Dear Cary,
I read your column regularly and never thought I'd be writing to you, but I've got a dilemma that I'm having trouble coming to grips with.
I recently left my partner of five years after enduring a string of infidelities and lies. I'm currently trying to get my life together but the experience has left me devastated, in a terrible emotional state. My ex's elderly grandmother died several months before the split, and it was always expected that there would be an inheritance for him and his brother -- we had been planning to use his part of it for a down payment on a house. I've just discovered that the final will dictates that each brother's inheritance is to be split between them and their partners; i.e., I'm entitled to half of my ex's money, almost $10,000 each. I wasn't particularly close to his grandmother, although we had a good relationship and she fondly regarded me as part of the family.

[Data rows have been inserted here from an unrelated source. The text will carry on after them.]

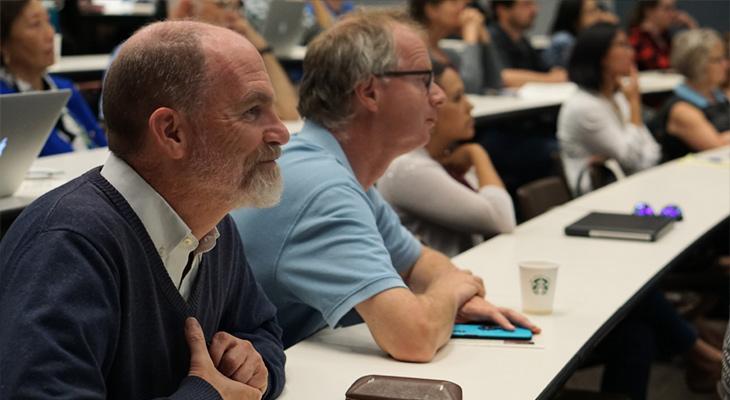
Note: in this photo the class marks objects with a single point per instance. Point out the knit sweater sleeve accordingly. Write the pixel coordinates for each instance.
(59, 304)
(251, 316)
(59, 301)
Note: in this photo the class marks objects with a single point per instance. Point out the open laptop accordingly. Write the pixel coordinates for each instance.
(284, 26)
(620, 226)
(26, 120)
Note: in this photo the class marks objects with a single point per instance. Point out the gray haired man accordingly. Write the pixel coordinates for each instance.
(333, 248)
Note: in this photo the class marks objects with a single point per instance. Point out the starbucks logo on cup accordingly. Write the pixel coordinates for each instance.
(540, 285)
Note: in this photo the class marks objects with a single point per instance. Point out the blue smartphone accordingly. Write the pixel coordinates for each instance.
(486, 331)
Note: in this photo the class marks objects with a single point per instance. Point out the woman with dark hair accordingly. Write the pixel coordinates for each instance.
(449, 193)
(697, 116)
(572, 17)
(477, 63)
(650, 31)
(602, 120)
(26, 52)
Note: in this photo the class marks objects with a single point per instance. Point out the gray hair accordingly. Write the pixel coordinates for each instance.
(339, 59)
(165, 69)
(691, 51)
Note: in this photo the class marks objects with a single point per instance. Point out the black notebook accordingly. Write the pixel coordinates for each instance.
(620, 226)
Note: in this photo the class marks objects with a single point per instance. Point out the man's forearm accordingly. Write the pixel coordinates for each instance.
(429, 266)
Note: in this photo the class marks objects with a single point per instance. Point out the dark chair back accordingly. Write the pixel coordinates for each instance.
(541, 195)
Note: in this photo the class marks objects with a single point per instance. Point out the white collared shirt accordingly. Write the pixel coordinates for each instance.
(172, 238)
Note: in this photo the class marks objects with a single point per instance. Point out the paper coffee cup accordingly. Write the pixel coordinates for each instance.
(538, 281)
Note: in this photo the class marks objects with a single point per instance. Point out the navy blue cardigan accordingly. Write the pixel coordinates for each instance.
(89, 311)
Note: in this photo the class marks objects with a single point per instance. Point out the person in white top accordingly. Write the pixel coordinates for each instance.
(602, 120)
(449, 194)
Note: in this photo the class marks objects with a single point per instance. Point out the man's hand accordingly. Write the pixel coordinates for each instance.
(479, 309)
(238, 360)
(202, 366)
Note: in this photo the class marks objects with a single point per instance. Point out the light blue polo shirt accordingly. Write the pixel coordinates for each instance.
(329, 244)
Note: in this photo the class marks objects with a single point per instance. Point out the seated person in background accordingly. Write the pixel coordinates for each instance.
(228, 14)
(650, 30)
(697, 116)
(26, 47)
(572, 17)
(477, 63)
(602, 120)
(334, 252)
(521, 62)
(449, 194)
(99, 278)
(319, 15)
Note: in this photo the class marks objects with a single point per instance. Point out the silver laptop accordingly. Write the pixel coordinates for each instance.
(26, 120)
(284, 26)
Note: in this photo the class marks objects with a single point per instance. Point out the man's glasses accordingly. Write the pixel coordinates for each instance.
(426, 73)
(670, 211)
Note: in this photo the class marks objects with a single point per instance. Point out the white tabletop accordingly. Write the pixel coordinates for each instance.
(294, 53)
(596, 278)
(85, 63)
(532, 96)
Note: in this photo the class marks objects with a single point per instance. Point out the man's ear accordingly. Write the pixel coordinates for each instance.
(171, 134)
(368, 94)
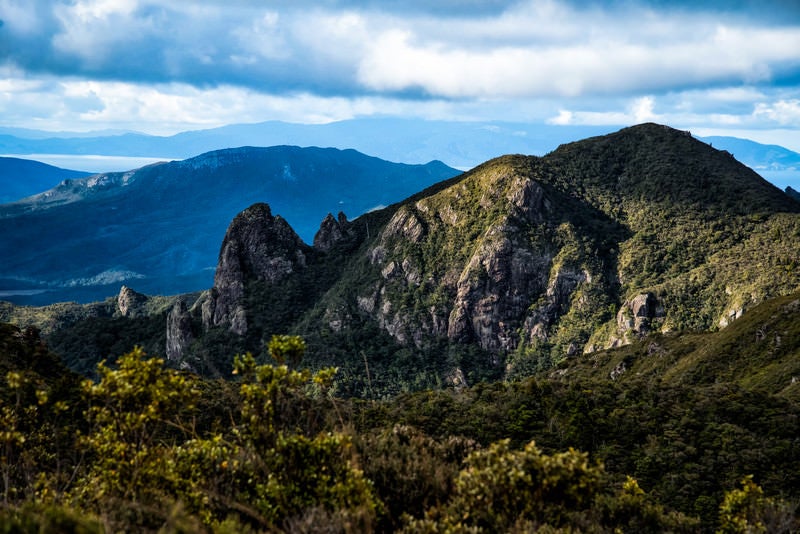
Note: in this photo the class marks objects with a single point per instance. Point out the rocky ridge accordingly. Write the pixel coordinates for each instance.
(256, 246)
(513, 267)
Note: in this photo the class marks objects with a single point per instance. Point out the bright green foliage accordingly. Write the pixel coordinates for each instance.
(147, 459)
(135, 410)
(279, 473)
(36, 519)
(500, 487)
(505, 490)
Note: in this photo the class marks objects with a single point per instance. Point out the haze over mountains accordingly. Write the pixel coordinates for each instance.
(459, 144)
(20, 178)
(161, 225)
(181, 259)
(510, 268)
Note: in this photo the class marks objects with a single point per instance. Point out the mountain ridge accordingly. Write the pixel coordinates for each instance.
(520, 265)
(165, 220)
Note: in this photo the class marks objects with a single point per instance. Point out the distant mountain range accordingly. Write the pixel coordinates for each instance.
(517, 266)
(161, 225)
(459, 144)
(20, 178)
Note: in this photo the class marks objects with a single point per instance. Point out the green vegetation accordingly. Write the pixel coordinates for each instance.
(147, 448)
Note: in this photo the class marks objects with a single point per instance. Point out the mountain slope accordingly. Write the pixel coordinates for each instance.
(162, 224)
(20, 178)
(516, 266)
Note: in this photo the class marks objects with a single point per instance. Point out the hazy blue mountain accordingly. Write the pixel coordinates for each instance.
(20, 178)
(777, 164)
(459, 144)
(161, 225)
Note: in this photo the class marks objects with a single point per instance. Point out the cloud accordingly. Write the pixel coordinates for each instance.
(169, 66)
(457, 50)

I earn more than my ex, who is a struggling artist without much money, but I could really use the cash for things like paying off student loans. Of course, my ex is now counting on this money to contribute to his higher education and to help him settle down.
I don't feel right interfering with the grandmother's overall legacy and don't want to encourage resentment from my ex or his family, but she did leave the money to me, in my name. I also realize that if she had left it all to my ex, he hadn't acted selfishly and irresponsibly, and I had stayed with him, I would have shared money that would have been spent on us building a life and household together. (I have a feeling this is what she intended by the gesture -- although of course no one will ever truly know.)
I'm just not sure if I should keep all of my share, keep part of it or give it all back. I'm trying not to think of it as payback for all the hurt and suffering my ex has caused me, as I know those kinds of experiences don't have price tags. But part of me feels quite justified in taking it after all he has put me through. I wonder if karma is at work here.
What should I do?
Getting My Payback
Dear Payback,
This sounds fairly straightforward to me. If your ex's grandmother's estate is properly executed, I would think that the executor would see to it that a check is given to you directly in the correct amount. If that does not happen, or if your ex makes a demand for the money, I think you should consult a lawyer. But if the money simply comes to you, in accordance with the instructions in his grandmother's will, then the question is more how to handle the competing emotions you are feeling.
If legal questions arise, see a lawyer. But as to the ethical question, I think it's straightforward. Your ex's grandmother left you some money. It's yours to do with as you see fit. And as to your competing emotions: As you say, the experience of this breakup has been devastating. You left your ex because he treated you badly. It will take you some time to recover. So while you may feel pity for him now, as he is sure to be going through some difficulties, and as you may feel that the matter of family complicates the issue, your task is to let him go and take care of yourself.
That means accepting the money and using it wisely.